Complete Quadrilateral

Complete quadrilateral

Let four lines made four triangles of a complete quadrilateral. In the diagram these are $\triangle ABC, \triangle ADE, \triangle CEF, \triangle BDF.$ One can see some of the properties of this configuration and their proof using the following links.

Radical axis

Let four lines made four triangles of a complete quadrilateral. In the diagram these are $\triangle ABC, \triangle ADE, \triangle CEF, \triangle BDF.$

Let points $H,$ and $H_A$ be the orthocenters of $\triangle ABC$ and $\triangle ADE,$ respectively.

Let circles $\omega, \theta,$ and $\Omega$ be the circles with diameters $CD, BE,$ and $AF,$ respectively.
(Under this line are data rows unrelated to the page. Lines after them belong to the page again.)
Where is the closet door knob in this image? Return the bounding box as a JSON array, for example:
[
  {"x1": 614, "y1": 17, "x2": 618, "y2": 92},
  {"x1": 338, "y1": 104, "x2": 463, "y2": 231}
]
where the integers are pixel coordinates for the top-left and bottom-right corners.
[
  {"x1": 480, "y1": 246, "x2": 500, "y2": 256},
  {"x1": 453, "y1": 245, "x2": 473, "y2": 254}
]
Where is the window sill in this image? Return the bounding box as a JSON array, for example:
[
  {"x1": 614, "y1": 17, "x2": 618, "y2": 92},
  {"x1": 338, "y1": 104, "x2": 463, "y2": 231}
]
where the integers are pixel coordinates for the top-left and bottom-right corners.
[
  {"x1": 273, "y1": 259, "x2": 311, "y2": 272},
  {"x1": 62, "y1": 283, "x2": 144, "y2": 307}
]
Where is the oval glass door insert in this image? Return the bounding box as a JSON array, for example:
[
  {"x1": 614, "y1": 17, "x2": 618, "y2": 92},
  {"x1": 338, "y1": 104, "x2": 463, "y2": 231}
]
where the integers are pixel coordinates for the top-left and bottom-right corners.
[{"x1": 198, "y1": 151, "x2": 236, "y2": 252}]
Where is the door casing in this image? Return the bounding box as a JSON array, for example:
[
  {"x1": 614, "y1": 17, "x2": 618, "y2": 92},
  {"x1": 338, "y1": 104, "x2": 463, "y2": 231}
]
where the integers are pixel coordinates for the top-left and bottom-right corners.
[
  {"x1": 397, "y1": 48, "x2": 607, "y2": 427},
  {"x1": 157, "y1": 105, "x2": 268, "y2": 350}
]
Prove that Steiner line $HH_A$ is the radical axis of $\omega, \theta,$ and $\Omega.$

Proof

Let points $G, K, L, N, P,$ and $Q$ be the foots of perpendiculars $AH_A, CH, DH_A, BH, AH,$ and $EH_A,$ respectively.

Denote $Po(X)_{\omega}$ power of point $X$ with respect the circle $\omega.$ $\angle AGF = 90^\circ \implies G \in \Omega \implies Po(H_A)_{\Omega} = AH_A \cdot GH_A.$ $\angle APF = 90^\circ \implies P \in \Omega \implies Po(H)_{\Omega} = AH \cdot PH_A.$ $\angle CLD = 90^\circ \implies L \in \omega \implies Po(H_A)_{\omega} = DH_A \cdot LH_A = AH_A \cdot GH_A = Po(H_A)_{\Omega}.$ $\angle EQB = 90^\circ \implies Q \in \theta \implies Po(H_A)_{\theta} = EH_A \cdot QH_A = AH_A \cdot GH_A = Po(H_A)_{\Omega}.$

$\angle BNE = 90^\circ \implies N \in \theta \implies Po(H)_{\theta} = BH \cdot NH = AH \cdot PH = Po(H)_{\Omega}.$ $\angle CKD = 90^\circ \implies K \in \theta \implies Po(H)_{\omega} = CH \cdot KH = AH \cdot PH = Po(H)_{\Omega}.$ Therefore power of point $H (H_A)$ with respect these three circles is the same. These points lies on the common radical axis of $\omega, \theta,$ and $\Omega \implies$ Steiner line $HH_A$ is the radical axis as desired.